Grosvenor, Kanneh-Mason, Park, Hallé, Stasevska, Bridgewater Hall, Manchester review - the factors that make for a full house

Bill Lam, the Hallé

★★★★ GROSVENOR, KANNEH-MASON, PARK, HALLÉ, STASEVSKA, BRIDGEWATER HALL Solo fireworks from a starry line-up and a very fine conductor in action

What makes a classical box office draw these days? If there were a simple answer to that question, a lot of concert givers would be laughing all the way to the bank.

Is it recognisability – artists whose names are familiar from big-viewing TV events such as The Last Night of the Proms, or composer names that people feel are “safe”, like Beethoven and Sibelius, or even particular works that get a lot of airplay on Classic FM? Is it a sense of value for money, so three soloists for the ticket price of one sounds like a good deal (this could be very persuasive for us Northerners, being careful with our brass)? Or maybe just going outside normal scheduling routines: there aren’t many classical concerts in Manchester on a Friday night right now, and it is the start of the weekend and a chance to get out and enjoy something?

It could be a combination of all those that resulted in a crowded house at the Bridgewater Hall last night: more seats filled than I’ve seen for anything for a long time. And they were there to enjoy – there was a buzz in the atmosphere before it even began.

The Hallé management may feel gratified by the results of their foresight and imagination. Sheku Kanneh-Mason was making his debut with them, and Benjamin Grosvenor was making a welcome return; Nicola Benedetti was to have joined them for Beethoven’s Triple Concerto, but was unwell so her place was taken by Hyeyoon Park at short notice. The conductor, Dalia Stasevska, principal guest of the BBC Symphony Orchestra (also making her Hallé debut, pictured) presided over the Proms Last Night last year, and this concert was briskly booked months ago.

How did the music fulfil those expectations? Sibelius’ Karelia Suite was a good place to start, the rhythms of the outer movements bouncing along (and there was a nicely atmospheric opening to the first that caught attention immediately), so Stasevska had the audience engaged from the off. The central Ballade was precise and translucent.

The Beethoven had a slightly indistinct beginning from the depths of the orchestra, but soon clearer articulation and a consequently rewarding sense of life and enjoyment became apparent – and a touch of ferocity from the trio was their way to negotiate the sequence-laden central section.
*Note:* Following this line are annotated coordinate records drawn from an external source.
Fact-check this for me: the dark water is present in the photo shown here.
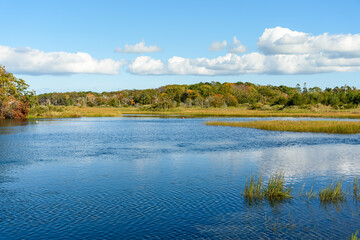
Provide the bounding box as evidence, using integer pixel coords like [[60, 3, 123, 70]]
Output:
[[0, 117, 360, 239]]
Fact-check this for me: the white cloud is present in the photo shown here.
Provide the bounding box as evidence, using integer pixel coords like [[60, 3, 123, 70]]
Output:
[[229, 36, 246, 53], [115, 40, 162, 53], [129, 27, 360, 75], [129, 52, 360, 76], [257, 27, 360, 58], [0, 45, 125, 75], [208, 40, 227, 51]]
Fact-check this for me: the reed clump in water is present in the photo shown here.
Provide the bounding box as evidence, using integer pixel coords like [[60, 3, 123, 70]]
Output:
[[244, 172, 293, 203], [319, 179, 347, 203], [264, 172, 293, 202], [350, 230, 359, 240], [206, 120, 360, 134], [244, 175, 264, 204]]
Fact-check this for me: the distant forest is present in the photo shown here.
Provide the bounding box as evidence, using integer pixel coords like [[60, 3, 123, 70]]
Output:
[[0, 66, 360, 119], [37, 82, 360, 110]]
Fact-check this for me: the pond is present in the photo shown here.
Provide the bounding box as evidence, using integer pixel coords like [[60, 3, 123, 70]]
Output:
[[0, 117, 360, 239]]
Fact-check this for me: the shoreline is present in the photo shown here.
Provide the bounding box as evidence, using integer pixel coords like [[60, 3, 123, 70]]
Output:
[[27, 106, 360, 119]]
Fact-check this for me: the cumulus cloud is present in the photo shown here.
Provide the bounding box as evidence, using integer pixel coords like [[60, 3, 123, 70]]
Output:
[[115, 40, 162, 53], [0, 45, 125, 75], [257, 27, 360, 58], [208, 40, 227, 51], [128, 27, 360, 76], [129, 52, 360, 76], [229, 36, 246, 53]]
Stasevska knew exactly how she wanted to handle the trickier bits of the piece, and whipped up the close of the movement enough to gain applause for it alone.

The three soloists were in balance and on the same sphere, Kanneh-Mason’s cello singing like a nightingale at the opening of the slow movement, and Park’s violin emulating him in turn. The finale was dispatched with panache and some dazzling soloistic display: perhaps it all goes to show that the old-fashioned attractions of virtuosity and suavity in style have not lost their effectiveness.

The concert’s second part was introduced by a short work by the Swedish composer Andrea Tarrodi (in its 2013 revision): Birds of Paradise II. It’s colourful, sound-effect-y writing, with bird and tropical forest noises a-plenty as it proceeds. Most striking of all is that, though Tarrodi’s style is fundamentally tonal, she derives such an unusual range of sounds from an orchestra that it seems utterly contemporary.

Stasevska seguéd straight from that into Sibelius’ Symphony No. 7, as if the 21st century piece were meant simply as a prelude to the older music’s 20-minute single-movement structure. Perhaps it gave it enviable stature. An alumna of the Sibelius Academy, she knows the Finnish master’s last numbered symphony intimately. There was passion and a sense of thrill in the tonal quality she obtained from the Hallé strings in the long opening Adagio, and she controlled the tempo changes in its long acceleration faultlessly. 

The symphony builds to a single, massive high point, which was so eloquently done that the music following it caught a sense of sorrow and regret without the need for any histrionics, and then there was still gas in the tank for a final surge of triumph and affirmation.